We walked out of the courtyard and onto the wide street. The sky was clear and the town seemed cheerful to me, with many ornate and gilded medallions on the buildings’ façades. Colorful coats of arms and statues of Baroque ladies dressed as pagan goddesses graced the grander structures, and complex wrought-iron arches decorated the doorways. We walked through a narrow alley where all the light seemed to drain from the city and, at its end, found ourselves in front of a grand cathedral.
“Come with me into the house of God,” she said. I was too curious to resist her. The entrance was adjacent to a mausoleum for some Holy Roman Emperor, where angels—tall soldiers of God—holding olive wreaths guarded the door to his tomb. I found it ironic that symbols of victory adorned a mausoleum; no one, including the emperor inside, achieved victory over death.

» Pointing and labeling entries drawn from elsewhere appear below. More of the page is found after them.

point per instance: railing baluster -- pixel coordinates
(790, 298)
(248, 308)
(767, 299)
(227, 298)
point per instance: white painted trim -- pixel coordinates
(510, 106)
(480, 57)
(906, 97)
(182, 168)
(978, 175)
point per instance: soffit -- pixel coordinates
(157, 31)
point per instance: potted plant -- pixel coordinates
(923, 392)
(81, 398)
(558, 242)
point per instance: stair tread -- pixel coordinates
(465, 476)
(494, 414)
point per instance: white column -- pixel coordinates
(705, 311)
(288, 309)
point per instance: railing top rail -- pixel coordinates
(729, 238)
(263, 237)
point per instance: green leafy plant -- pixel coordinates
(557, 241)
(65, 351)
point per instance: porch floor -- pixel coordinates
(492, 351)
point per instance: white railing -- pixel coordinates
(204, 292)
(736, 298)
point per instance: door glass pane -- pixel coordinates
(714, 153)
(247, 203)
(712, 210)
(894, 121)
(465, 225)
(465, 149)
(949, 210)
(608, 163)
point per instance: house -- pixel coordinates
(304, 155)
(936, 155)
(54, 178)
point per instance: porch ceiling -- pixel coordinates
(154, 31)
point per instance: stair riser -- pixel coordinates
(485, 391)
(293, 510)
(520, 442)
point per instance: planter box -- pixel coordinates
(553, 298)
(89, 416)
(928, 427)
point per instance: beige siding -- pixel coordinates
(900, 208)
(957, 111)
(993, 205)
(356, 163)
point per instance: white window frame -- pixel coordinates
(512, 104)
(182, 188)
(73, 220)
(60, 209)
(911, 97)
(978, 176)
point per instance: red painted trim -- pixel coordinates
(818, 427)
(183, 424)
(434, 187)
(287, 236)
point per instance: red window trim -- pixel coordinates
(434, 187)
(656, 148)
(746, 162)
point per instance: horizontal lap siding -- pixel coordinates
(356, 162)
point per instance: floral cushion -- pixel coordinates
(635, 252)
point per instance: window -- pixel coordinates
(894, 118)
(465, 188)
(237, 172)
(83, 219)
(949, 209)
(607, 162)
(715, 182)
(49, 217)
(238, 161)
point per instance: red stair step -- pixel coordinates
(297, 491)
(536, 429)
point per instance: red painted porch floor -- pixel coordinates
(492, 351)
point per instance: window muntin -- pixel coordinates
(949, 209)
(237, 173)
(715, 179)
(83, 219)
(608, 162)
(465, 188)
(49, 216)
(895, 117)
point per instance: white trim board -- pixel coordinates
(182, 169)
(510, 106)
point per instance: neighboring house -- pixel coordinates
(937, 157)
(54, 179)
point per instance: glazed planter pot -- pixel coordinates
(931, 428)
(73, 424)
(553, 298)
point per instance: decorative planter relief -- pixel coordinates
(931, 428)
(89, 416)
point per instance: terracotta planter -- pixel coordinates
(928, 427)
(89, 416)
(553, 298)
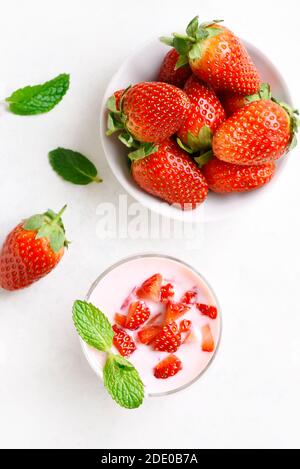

The sister led me into the dark and chilly church, lit only by two dim lamps flanking the altar and a small table of candles for offerings. Schwester Gertrude dipped her hand into a marble urn of holy water at the rear of the church crossing herself extravagantly, and I followed her as she genuflected before the altar with great piousness and then entered the back pew, where we sat down.
“Now you must listen carefully. I am telling you this before God. My immortal soul depends upon telling the truth.” Dread rose in me as she began to speak in portentous tones. “I come from the hills where Herr Harker was found wandering. It is a land inhabited by beings, some wh
o are human and some who are not. Herr Harker shows all the signs of being touched, so you must take great care in seeing to his recovery. It is not just his body but also his soul that must be tended. You must pray; pray for him and with him.”
“What do you mean by beings who are not human?” I asked.
She continued: “There are creatures in these mountains that are in partnership with evil. They know things about men, and that is why they are able to tempt even the pious into sin. By making pacts with the devil, they can cure a man of disease or make him rich. Child, there are women in those hills who can make flowers bloom in the dead of winter. They promise old men that they will be young again, and ambitious young men that they will be wealthy.”
“Why do you think that Jonathan has had anything to do with these creatures?”
“He is not the first, nor will he be the last. The women who found him said that he was crying with great desperation for his lover. We have seen these victims before and have heard tales from our mothers and grandmothers of the young men who have been seduced by these witches. The men of the Church tried for hundreds of years to rid our countryside of them, but they persist. The devil helps them to survive even the flames. They appear to burn to ashes, but somehow they live to haunt the hills of Styria.”
“I do not believe that any of this applies to Mr. Harker,” I said. Why did old people feel the need to spread these kinds of tales? “My fiancé has been diagnosed with a fever of the brain by a doctor of medicine. I wish you would not try to frighten me with these stories!”
I stood up to leave, but she grabbed my arm, pulling me back down. “The explanation for what happened to Herr Harker is not in the medical books. It makes no sense to an educated lady like you, but there are many things in this world that are beyond the understanding of men. Marriage, a holy sacrament, to a righteous woman, will help Herr Harker to recover. You must trust in God and be patient. I am praying to St. Gertrude for his soul and for you.”